In an effort to create artificial intelligence (AI)-powered translation programs for unwritten, predominantly oral languages, Meta claims it has developed the first such program for Hokkien, a southern Chinese language that does not have a standardized writing system.
Although Hokkien is written to some extent, its roughly 46 million speakers do not have a widely agreed-upon writing system, making it difficult for developers to gather the amount of high-quality written data to train traditional machine translation (MT) models. Meta has attempted to tackle this challenge by devising a “new modeling approach” that could also be used to develop similar models for other languages that are primarily spoken and do not have a standardized script.
“Our team developed the first speech-to-speech AI translation system that works for languages that are only spoken and not written, like Hokkien,” said Meta CEO Mark Zuckerberg in a video where he demonstrated the technology with one of the researchers who worked on it.
Meta has open-sourced its Hokkien translation models, along with its evaluation datasets and additional research so that other developers can produce similar models for other languages that don’t have readily available written data.
“AI-powered speech translation has mainly focused on written languages, yet nearly 3,500 living languages are primarily spoken and don’t have a widely used writing system,” the company wrote in an Oct. 19 blog post. “This makes it impossible to build machine translation tools using standard techniques, which require large amounts of written text in order to train an AI model.”
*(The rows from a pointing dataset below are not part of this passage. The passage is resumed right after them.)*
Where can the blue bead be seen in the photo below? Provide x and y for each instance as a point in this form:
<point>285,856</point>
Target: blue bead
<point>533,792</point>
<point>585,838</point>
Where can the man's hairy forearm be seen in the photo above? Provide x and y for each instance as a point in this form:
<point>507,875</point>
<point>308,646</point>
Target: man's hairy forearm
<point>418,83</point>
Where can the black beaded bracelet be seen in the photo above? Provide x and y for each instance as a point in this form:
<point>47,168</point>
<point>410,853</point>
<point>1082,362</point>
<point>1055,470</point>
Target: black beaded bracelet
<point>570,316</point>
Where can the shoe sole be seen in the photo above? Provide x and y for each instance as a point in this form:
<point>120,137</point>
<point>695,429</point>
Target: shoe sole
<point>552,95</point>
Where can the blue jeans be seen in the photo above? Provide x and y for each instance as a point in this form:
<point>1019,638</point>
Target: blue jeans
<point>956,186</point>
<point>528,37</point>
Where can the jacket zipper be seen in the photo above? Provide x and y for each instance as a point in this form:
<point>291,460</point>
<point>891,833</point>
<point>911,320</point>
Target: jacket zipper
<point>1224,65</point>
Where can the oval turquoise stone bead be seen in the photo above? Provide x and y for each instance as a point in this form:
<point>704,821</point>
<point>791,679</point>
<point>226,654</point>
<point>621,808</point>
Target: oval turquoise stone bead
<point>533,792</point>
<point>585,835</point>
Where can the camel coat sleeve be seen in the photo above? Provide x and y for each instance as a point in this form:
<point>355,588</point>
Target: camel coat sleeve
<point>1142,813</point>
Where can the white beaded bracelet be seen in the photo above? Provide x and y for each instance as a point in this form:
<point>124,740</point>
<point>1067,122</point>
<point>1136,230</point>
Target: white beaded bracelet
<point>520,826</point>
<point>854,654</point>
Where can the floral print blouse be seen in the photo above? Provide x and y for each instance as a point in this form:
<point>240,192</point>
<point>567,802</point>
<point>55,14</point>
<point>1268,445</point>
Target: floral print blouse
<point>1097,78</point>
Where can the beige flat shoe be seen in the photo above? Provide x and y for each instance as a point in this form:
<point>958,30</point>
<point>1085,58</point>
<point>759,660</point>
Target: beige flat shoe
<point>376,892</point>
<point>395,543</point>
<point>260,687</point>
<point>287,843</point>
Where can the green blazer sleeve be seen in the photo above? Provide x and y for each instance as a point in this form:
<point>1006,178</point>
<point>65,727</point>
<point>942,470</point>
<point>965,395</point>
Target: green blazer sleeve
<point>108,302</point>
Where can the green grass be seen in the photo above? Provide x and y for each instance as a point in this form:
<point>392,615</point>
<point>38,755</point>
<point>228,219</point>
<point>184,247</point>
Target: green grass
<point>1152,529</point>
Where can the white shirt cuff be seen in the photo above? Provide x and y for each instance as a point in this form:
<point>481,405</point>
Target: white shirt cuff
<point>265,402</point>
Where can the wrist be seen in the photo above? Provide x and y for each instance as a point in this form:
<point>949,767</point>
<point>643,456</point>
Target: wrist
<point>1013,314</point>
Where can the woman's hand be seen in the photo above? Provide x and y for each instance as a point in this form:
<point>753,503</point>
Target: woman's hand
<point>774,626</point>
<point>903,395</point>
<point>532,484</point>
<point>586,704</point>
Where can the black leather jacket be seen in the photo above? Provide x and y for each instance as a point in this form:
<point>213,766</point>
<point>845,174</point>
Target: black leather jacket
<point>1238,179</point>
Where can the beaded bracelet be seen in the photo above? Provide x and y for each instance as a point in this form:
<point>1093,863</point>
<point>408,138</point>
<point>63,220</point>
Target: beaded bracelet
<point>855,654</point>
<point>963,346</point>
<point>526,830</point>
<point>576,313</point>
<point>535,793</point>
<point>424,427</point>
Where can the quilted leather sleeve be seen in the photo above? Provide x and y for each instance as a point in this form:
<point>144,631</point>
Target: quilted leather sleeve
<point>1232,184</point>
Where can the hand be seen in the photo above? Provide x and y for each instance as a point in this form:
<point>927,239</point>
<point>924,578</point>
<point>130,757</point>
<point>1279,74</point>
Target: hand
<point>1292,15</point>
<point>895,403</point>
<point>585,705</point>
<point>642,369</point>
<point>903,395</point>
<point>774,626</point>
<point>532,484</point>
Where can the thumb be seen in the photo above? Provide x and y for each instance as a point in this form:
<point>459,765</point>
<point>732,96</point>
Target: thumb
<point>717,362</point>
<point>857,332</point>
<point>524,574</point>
To train their model, Meta’s researchers used Mandarin Chinese — which is much more closely related to Hokkien than English is — as a sort of intermediate language, translating English and Hokkien speech into written Mandarin, which could then be translated into one of the target languages.
Currently, Meta’s speech-to-speech translator only allows users to translate one sentence at a time, however the company stated that its progress in other unsupervised learning projects could help refine speech-to-speech translation such that no human annotation is necessary for training.
The need for technology like this appears to be higher than ever. MultiLingual Magazine reported in July that one Nevada county was recently tasked with improving language access for another unwritten language: Shoshone. Because election ballots — written texts — cannot be translated adequately into Shoshone, the county will work with interpreters at the polls to help Shoshone speakers vote in their native language.